Set within the grounds of Dublin Castle, the Chester Beatty Library houses the collection of wealthy American mining magnate Sir Alfred Chester Beatty. Exhibits include thousands of rare books, from copies of the Quran and the Bible to ancient Egyptian papyrus texts, as well as paintings, woodblocks, textiles, and decorative arts.
The only Irish winner of the coveted European Museum of the Year Award, the Chester Beatty Library is one of Ireland’s leading museums.

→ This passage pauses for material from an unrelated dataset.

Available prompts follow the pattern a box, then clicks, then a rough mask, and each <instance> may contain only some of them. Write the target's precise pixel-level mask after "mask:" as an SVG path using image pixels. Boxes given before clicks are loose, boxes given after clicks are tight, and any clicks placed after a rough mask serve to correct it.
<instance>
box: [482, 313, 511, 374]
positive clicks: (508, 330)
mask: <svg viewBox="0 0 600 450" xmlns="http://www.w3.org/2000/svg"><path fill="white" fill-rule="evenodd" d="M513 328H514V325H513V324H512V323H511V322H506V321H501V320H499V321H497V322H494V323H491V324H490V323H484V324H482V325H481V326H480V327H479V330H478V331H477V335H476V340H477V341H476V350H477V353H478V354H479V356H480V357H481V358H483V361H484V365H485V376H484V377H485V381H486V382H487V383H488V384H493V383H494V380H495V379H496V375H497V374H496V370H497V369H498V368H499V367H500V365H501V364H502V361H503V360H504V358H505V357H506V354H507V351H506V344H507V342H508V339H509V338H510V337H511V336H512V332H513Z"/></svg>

It hosts two permanent exhibitions (Arts of the Book and Sacred Traditions) as well as a changing roster of temporary exhibitions.
Most visitors explore the collections independently, after arriving on foot or via hop-on hop-off tour buses, though free drop-in guided tours are available on Wednesdays (1pm) and Sundays (3pm and 4pm). Some history-themed walking tours of Dublin make stops at the library, together with nearby historic sights such as St. Patrick’s Cathedral and Trinity College.
Things to Know Before You Go
The Chester Beatty Library is a must for culture vultures.
An on-site shop sells books, gifts, and souvenirs.
Refreshments, snacks, and Mediterranean and Middle Eastern–influenced plates are available at the museum’s Silk Road Café.
The library is wheelchair accessible. Wheelchair access is via Dublin Castle’s Ship Street Gate.
How to Get There
The Chester Beatty Library is situated within the grounds of Dublin Castle, just a short stroll from Temple Bar, Grafton Street, and Trinity College. The nearest Luas tram stops are St. Stephen’s Green and Trinity, both of which are about 10 minutes away on foot.
When to Get There
During the summer months, the library can be busy, particularly after 12pm, so come in the morning to explore when it’s quiet. Note that a maximum of 15 people can be accommodated on guided tours, and participation is on a first-come first-served basis. Arrive early to ensure a spot.
Highlights of the Chester Beatty Collection
Among the most fascinating items on show are the examples of ancient Egyptian love poetry, which are written on papyrus manuscripts and are believed to date back to around 1100 BC. The Sacred Traditions exhibit houses a valuable collection of Qurans dating from between the ninth and 19th century and showcases ornate Islamic illuminations and calligraphy.